Obat ini mengubah keadaan penderita dan sering menyembuhkan fistula. Tetapi obat ini sering tidak memberikan keuntungan selama 3-6 bulan dan bisa menyebabkan efek samping yang serius. Oleh karena itu, diperlukan pengawasan yang ketat terhadap kemungkinan terjadinya alergi, peradangan pankreas (pankreatitis) dan penurunan jumlah sel darah putih.
Diet (2,6)
Formula diet yang ketat, dimana masing-masing komponen gizinya diukur dengan tepat, bisa memperbaiki penyumbatan usus atau fistula, minimal untuk waktu yang singkat dan juga dapat membantu pertumbuhan anak-anak. Diet ini bisa dicoba sebelum pembedahan atau bersamaan dengan pembedahan. Untuk mencegah iritasi anus, diberikan multiselulosa atau preparat psilium yang akan melunakan tinja.
Surgikal (2,4,6,7)
Indikasi intervensi surgikal biasanya bila terjadi komplikasi atau terapi konservatif gagal. Bila usus tersumbat atau bila abses atau fistula tidak menyembuh, mungkin dibutuhkan pembedahan. Pembedahan untuk mengangkat bagian usus yang terkena dapat meringankan gejala namun tidak menyembuhkan penyakitnya. peradangan cenderung kambuh di daerah sambungan usus yang tertinggal. Pada hampir 50% kasus, diperlukan pembedahan kedua. Karena itu, pembedahan dilakukan bila timbul komplikasi atau terjadi kegagalan terapi dengan obat.
G. Komplikasi (2)
Dalam perjalanan penyakit crohn dapat terjadi komplikasi sebagai berikut :
1. Perforasi usus.
2. Terjadinya stenosis usus akibat proses fibrosis.
3. Perdarahan saluran cerna.
4. Degenerasi maligna (kanker)
Diperkirakan risiko terjadinya kanker pada penyakit crohn lebih kurang 13% setelah 20 tahun menderita.
H. Prognosis (6)
Beberapa penderita sembuh total setelah suatu serangan yang mengenai usus halus. tetapi penyakit crohn biasanya muncul lagi dengan selang waktu tidak teratur sepanjang hidup penderita. Kekambuhan ini bisa bersifat ringan atau berat, bisa sebentar atau lama.
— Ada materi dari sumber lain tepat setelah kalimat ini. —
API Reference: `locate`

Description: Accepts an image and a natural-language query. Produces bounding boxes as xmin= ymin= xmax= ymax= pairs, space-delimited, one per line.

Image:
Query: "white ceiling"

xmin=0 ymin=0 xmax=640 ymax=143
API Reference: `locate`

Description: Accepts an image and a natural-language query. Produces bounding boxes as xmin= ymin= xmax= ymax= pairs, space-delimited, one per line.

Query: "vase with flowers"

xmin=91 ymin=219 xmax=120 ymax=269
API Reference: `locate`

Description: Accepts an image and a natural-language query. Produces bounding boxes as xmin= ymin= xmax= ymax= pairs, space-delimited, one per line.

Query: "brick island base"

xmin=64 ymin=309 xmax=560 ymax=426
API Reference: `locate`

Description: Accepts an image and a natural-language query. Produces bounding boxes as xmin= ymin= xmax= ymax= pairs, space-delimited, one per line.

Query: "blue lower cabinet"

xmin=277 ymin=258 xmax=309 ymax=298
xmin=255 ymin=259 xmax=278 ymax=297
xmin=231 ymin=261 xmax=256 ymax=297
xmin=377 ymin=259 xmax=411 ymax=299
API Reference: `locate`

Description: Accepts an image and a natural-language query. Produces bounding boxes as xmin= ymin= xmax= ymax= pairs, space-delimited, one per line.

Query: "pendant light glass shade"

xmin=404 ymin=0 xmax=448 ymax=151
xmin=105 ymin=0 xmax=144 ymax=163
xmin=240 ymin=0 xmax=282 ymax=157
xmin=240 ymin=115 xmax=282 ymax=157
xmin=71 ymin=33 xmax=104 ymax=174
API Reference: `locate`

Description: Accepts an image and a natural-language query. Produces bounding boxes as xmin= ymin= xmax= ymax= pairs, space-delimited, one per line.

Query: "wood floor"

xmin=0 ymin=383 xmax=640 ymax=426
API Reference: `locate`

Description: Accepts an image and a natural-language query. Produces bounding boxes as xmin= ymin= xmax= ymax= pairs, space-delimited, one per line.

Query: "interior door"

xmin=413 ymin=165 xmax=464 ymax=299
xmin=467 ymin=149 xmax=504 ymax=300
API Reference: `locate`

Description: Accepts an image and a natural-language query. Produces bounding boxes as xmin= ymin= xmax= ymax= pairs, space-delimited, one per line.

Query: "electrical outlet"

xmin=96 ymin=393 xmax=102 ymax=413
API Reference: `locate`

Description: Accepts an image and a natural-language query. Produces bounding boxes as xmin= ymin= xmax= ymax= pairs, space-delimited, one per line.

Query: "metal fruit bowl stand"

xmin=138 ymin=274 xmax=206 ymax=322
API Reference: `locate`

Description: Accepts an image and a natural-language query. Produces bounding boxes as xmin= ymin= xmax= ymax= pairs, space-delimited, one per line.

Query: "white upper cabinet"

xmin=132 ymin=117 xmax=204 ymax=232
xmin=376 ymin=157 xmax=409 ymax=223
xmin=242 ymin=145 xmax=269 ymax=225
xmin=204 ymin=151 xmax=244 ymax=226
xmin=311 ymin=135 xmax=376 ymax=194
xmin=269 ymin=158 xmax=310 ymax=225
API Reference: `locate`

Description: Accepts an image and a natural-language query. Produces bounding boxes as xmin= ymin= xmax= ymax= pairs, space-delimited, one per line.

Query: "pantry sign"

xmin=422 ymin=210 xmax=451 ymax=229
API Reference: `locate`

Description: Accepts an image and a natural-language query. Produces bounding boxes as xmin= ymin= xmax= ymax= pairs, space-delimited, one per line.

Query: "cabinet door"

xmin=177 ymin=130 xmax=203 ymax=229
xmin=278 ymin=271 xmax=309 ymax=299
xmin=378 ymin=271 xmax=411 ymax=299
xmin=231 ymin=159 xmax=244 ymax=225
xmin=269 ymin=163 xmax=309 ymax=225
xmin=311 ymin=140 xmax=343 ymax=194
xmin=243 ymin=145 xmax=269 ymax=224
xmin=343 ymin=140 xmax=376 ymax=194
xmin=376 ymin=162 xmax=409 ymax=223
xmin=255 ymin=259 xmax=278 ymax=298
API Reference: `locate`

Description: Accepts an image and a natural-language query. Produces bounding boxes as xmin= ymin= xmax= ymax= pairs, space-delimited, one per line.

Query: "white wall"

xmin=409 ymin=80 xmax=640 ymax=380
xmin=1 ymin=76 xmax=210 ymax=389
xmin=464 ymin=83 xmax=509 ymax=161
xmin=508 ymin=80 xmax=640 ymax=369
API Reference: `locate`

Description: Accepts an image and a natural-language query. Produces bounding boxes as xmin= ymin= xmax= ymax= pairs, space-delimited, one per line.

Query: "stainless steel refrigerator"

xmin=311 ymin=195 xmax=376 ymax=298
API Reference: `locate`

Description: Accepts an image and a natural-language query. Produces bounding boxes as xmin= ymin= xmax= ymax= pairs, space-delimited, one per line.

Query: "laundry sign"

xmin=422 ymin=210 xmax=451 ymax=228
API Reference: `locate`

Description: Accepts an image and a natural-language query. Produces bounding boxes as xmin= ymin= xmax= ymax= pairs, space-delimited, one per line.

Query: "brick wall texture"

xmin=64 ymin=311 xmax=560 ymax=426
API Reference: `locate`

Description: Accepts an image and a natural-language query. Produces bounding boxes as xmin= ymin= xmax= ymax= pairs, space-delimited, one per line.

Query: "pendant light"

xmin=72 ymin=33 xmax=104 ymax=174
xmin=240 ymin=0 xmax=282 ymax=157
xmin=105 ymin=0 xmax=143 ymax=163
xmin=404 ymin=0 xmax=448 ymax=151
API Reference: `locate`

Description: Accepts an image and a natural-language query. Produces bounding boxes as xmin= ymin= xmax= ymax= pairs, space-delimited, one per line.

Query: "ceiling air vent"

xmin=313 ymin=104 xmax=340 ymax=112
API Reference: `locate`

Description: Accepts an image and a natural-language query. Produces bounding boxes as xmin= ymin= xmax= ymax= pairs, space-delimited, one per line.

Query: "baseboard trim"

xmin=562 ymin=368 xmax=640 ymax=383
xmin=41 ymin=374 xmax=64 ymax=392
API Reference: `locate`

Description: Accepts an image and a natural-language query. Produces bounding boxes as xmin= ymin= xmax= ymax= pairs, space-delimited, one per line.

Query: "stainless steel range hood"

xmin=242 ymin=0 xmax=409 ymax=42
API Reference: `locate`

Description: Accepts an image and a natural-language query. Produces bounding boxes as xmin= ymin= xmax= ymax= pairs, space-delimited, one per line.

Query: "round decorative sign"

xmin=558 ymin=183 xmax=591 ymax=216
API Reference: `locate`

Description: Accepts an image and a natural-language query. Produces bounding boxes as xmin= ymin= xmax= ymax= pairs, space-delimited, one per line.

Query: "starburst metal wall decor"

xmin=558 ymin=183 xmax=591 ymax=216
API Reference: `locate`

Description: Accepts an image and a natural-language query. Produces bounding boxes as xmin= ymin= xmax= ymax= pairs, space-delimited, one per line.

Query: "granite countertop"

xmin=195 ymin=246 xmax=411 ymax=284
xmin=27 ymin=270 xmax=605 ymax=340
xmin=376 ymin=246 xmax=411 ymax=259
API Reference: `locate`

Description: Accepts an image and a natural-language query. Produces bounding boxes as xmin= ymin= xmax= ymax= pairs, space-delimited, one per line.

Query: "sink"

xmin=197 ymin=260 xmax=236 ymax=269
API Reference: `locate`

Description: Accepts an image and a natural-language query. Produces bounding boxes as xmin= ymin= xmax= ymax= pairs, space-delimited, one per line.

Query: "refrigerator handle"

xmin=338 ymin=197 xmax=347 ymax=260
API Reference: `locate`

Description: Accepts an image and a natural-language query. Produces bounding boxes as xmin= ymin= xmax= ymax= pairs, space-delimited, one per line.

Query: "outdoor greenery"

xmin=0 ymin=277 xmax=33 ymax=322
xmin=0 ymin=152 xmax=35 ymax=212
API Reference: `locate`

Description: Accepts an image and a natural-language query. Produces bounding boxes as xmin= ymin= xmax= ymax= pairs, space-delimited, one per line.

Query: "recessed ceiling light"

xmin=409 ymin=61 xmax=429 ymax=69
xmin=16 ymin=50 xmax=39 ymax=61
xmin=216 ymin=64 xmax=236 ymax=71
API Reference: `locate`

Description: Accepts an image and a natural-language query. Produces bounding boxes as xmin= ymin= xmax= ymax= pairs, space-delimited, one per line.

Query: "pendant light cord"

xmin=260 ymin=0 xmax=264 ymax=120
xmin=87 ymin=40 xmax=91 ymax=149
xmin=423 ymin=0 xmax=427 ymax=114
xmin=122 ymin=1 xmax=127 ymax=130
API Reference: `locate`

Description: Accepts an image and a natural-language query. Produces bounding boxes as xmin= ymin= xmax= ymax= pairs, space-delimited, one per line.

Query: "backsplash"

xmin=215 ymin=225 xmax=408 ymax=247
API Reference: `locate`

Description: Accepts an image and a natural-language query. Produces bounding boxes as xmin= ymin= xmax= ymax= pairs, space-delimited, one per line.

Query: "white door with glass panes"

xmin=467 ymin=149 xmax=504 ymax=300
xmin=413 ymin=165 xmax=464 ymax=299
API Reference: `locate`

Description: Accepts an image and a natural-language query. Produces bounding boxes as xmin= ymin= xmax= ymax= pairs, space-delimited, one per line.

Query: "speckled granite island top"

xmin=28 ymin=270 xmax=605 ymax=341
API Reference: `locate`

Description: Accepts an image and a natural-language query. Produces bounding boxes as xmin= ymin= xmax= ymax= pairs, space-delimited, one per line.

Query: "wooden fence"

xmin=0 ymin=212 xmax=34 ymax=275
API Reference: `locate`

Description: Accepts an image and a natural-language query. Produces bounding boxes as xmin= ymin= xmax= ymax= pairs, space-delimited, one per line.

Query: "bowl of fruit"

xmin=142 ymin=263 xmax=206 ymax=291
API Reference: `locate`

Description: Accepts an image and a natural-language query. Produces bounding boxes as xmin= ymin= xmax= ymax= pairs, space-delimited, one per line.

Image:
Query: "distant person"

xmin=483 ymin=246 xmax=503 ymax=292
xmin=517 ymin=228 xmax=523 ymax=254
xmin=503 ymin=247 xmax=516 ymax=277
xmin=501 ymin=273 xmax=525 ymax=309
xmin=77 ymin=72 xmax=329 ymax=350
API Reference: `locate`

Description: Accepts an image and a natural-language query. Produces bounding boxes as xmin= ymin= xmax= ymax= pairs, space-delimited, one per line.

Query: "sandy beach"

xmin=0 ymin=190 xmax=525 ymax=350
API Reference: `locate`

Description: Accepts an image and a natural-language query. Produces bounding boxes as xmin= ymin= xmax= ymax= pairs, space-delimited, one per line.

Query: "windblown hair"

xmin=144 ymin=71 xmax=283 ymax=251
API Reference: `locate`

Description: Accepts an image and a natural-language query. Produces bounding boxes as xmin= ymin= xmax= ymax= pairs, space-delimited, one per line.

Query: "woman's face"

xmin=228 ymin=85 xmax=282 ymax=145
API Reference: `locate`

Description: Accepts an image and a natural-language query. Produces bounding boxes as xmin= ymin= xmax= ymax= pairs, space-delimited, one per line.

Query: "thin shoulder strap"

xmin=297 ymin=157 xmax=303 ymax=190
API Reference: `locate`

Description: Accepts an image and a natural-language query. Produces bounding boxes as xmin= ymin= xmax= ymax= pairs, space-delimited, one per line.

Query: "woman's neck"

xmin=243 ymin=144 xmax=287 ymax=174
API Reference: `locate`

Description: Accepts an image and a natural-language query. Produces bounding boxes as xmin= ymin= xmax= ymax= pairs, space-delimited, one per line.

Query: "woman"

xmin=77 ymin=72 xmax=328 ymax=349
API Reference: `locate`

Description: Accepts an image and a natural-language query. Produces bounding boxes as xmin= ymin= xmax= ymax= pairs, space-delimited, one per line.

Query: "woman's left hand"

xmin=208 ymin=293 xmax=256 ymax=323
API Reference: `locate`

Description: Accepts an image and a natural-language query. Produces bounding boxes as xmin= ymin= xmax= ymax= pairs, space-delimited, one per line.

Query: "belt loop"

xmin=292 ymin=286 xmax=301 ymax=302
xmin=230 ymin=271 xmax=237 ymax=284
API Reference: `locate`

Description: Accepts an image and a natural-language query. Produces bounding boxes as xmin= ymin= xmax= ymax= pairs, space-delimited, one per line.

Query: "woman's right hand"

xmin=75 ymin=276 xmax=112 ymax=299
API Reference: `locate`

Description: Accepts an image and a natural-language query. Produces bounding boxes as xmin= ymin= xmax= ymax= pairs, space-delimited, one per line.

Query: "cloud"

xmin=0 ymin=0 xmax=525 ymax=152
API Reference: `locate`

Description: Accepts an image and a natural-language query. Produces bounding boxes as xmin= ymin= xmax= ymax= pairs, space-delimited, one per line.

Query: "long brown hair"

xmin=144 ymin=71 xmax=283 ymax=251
Mengapa gejalanya datang dan pergi dan apa yang memicu episode baru atau yang menentukan keganasannya tidak diketahui. Peradangan cenderung berulang pada daerah usus yang sama, namun bisa menyebar pada daerah lain setelah daerah yang pernah terkena diangkat melalui pembedahan.
Penyakit crohn biasanya tidak berakibat fatal. tetapi beberapa penderita meninggal karena kanker saluran pencernaan yang timbul pada penyakit crohn yang menahun.
DAFTAR PUSTAKA
1. Bisono, Pusponegoro AD; Usus Halus, Apendiks, Kolon dan Anorektum. Dalam : Syamsuhidajat R, Jong WD ed Buku Ajar Ilmu Bedah, Jakarta, Penerbit Buku Kedokteran EGC, 1997, hal 855-857.
2. Djojoningrat Dharmika; Inflamatory Bowel Disease, Suyono Slamet, Ilmu Penyakit Dalam, Jakarta : Balai Penerbit FKUI, 2001 hal 231-235.
3. Martoprawiro Soekamto, Soeparman, Gunawan R; Traktus Gastrointestinalis, Dalam : Rabbins, Kumar ed Buku Ajar Patologi II, Jakarta, Penerbit Buku Kedokteran EGC, 1995, hal 258-262.
4. Wilson Lorraine M, Lester Lula B, Usus Kecil. Dlaam Price Sylvia Wilson Lorraine M ed Patofisiologi Konsep Klinis Proses-proses Penyakit, Jakarta, Penerbit Buku Kedokteran EGC, 1997, hal 399-401.
5. Saver E.W. Introduction. Naskah Burn Symposium and workshop, Jakarta : Sub Bagian Bedah Digesty. Bagian Ilmu Bedah, FKUI, 1997, hal 25-28.